Les points de l'ordre du jour ci-après ont été brièvement examinés et transmis aux consultations informelles:

  • Compilation et synthèse des sixièmes communications nationales et des premiers rapports biennaux des Parties visées à l'annexe I;
  • Champ d'application et modalités de l'évaluation périodique du mécanisme technologique par rapport à l'appui à la mise en œuvre de l'Accord de Paris;
  • Examen du programme de travail de Doha sur l'article 6 de la CCNUCC;
  • Échange de vues facilitateur dans le cadre du processus de consultation et d'analyse international;
  • État de la soumission et examen des deuxièmes rapports biennaux des Parties visées à l'annexe I;
  • Résultats de la première ronde de l'évaluation internationale et processus d'examen (2014-2015);
  • Révision des lignes directrices de la CCNUCC sur les communications nationales;
  • Examen des modalités et procédures concernant les CDN;
  • Révision des lignes directrices pour la mise en œuvre conjointe;
  • Procédures, mécanismes et arrangements institutionnels pour les recours contre le Conseil d’administration (CA) du Mécanisme de développement propre (MDP); et
  • Questions relatives aux PMA.

Le Président Chruszczow a suspendu la séance, qui reprendra mardi le 17 mai.

ATELIER: EXPLORATION DU FINANCEMENT ET DE L’UTILISATION DU MDP PAR LES INSTITUTIONS FINANCIÈRES INTERNATIONALES DU CLIMAT

L'atelier a examiné les expériences en matière de financement des projets du MDP, et a exploré les obstacles et les possibilités d'utilisation du MDP pour appuyer les activités de financement climatique. Des orateurs ont suggéré de rendre les projets du MDP accessibles au financement climatique du FVC, ont noté que le MDP joue un rôle négligeable dans un marché croissant, mais initialement auto-désigné bourse du carbone, et ont plaidé pour l’approbation d’un financement compatible avec les CDN. Un délégué a souligné que le financement basé sur les résultats est l'un des multiples outils financiers qui ensemble, peuvent produire des résultats.

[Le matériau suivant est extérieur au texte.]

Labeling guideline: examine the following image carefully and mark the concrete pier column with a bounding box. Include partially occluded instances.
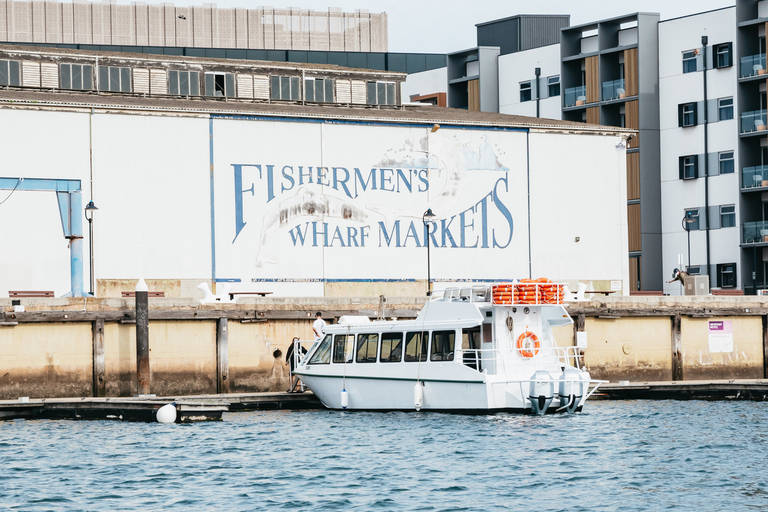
[136,279,149,395]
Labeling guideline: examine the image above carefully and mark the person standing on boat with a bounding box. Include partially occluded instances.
[312,311,325,341]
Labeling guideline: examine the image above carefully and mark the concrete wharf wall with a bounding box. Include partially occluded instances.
[0,297,768,399]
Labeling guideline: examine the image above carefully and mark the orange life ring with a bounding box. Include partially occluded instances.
[517,331,541,357]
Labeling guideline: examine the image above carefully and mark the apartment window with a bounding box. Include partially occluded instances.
[717,98,733,121]
[270,76,299,101]
[685,208,700,231]
[304,78,333,103]
[547,75,560,98]
[99,66,131,92]
[0,60,21,85]
[680,155,699,180]
[205,73,235,98]
[713,43,733,68]
[683,50,699,73]
[677,103,696,127]
[59,64,93,91]
[720,204,736,228]
[717,151,734,174]
[168,70,200,96]
[717,263,736,288]
[520,80,531,103]
[368,82,397,105]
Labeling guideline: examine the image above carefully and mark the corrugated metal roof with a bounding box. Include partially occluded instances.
[0,90,634,135]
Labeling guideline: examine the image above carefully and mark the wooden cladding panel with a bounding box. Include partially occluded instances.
[467,80,480,112]
[584,55,600,103]
[587,107,600,124]
[624,100,640,148]
[627,204,640,252]
[624,48,639,96]
[627,153,640,201]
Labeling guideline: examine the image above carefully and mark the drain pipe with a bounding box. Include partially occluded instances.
[534,68,541,117]
[701,36,712,288]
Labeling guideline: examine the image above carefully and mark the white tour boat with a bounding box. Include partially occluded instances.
[293,279,605,414]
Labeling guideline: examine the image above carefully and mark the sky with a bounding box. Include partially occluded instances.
[170,0,734,53]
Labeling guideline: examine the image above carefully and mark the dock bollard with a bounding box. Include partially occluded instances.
[136,279,149,395]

D'autres ont appelé à la reconnaissance des compromis entre la certitude de la comptabilisation et la rapidité de l'enregistrement. Les recommandations pour le MDP incluaient le changement du CA d’un organe politique à un organe professionnel, et la considération de nouveaux paramètres de mesure tels que l'intensité carbonique. Les participants ont débattu du potentiel du MDP pour financer l'adaptation et ont souligné la nécessité de distinguer le financement climatique de la compensation.

DANS LES CORRIDORS

Après une suspension bien méritée des négociations, les délégués revigorés sont arrivés au Centre international de conférence de Bonn. Plusieurs Parties ont indiqué qu’elles étaient prêtes à commencer à «mettre un peu de chair sur les os de l'Accord de Paris». En effet, les mots «unité» et «momentum» semblaient omniprésents, et un participant attiré l’attention sur le message fort envoyé par les 177 Parties qui ont déjà signé l'Accord de Paris.

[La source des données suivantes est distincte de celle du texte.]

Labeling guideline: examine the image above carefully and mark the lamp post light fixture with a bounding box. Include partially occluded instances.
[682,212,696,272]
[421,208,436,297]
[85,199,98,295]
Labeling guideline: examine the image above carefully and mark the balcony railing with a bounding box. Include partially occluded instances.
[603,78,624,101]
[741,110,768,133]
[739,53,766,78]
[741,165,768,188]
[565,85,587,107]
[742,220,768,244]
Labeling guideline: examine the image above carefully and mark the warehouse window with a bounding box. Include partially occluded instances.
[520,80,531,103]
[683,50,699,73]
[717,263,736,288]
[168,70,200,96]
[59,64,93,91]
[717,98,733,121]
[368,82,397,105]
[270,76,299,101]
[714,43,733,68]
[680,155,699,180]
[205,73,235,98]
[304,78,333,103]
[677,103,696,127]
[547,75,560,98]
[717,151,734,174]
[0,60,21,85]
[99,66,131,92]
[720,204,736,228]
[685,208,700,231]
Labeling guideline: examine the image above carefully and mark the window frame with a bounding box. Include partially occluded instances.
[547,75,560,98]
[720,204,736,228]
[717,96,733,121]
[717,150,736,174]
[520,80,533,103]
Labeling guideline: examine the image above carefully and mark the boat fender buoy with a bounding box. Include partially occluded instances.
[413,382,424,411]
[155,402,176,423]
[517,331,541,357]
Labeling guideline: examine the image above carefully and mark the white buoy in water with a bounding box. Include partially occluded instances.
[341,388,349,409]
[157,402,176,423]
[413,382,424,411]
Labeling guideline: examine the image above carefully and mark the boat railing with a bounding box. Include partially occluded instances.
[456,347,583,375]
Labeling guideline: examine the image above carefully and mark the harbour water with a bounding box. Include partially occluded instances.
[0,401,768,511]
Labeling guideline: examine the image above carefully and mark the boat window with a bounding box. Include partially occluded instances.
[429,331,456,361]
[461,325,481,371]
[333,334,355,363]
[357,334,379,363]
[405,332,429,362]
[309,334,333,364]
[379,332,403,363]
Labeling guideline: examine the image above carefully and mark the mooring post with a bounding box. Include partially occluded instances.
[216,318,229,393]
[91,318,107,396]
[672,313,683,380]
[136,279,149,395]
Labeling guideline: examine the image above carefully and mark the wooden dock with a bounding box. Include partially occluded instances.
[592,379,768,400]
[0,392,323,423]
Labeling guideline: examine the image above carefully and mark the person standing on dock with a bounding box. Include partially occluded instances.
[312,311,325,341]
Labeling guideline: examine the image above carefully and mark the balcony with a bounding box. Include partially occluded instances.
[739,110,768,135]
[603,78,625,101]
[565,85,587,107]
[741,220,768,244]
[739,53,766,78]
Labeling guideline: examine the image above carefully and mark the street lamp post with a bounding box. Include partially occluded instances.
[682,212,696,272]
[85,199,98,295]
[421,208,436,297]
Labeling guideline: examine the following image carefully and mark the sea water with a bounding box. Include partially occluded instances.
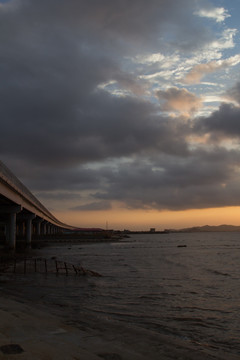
[3,232,240,356]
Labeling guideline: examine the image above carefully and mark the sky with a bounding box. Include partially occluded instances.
[0,0,240,230]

Alors qu'un délégué mettait en garde contre les dangers de se laisser «distraire par l'euphorie», certaines préoccupations ont été exprimées à l’effet que le point de l'ordre du jour du SBI sur le registre des CDN prévu par le résultat de Paris ne reflétait pas de manière adéquate l'adaptation. D'autres ont exprimé leurs préoccupations concernant l'ordre du jour de l’APA proposé, mais semblaient espérer que les consultations ouvriraient la voie à un démarrage en douceur pour ses travaux sur le fond. La plupart des pays semblaient en effet déterminés à « surfer sur la vague» de la bonne volonté générée par Paris.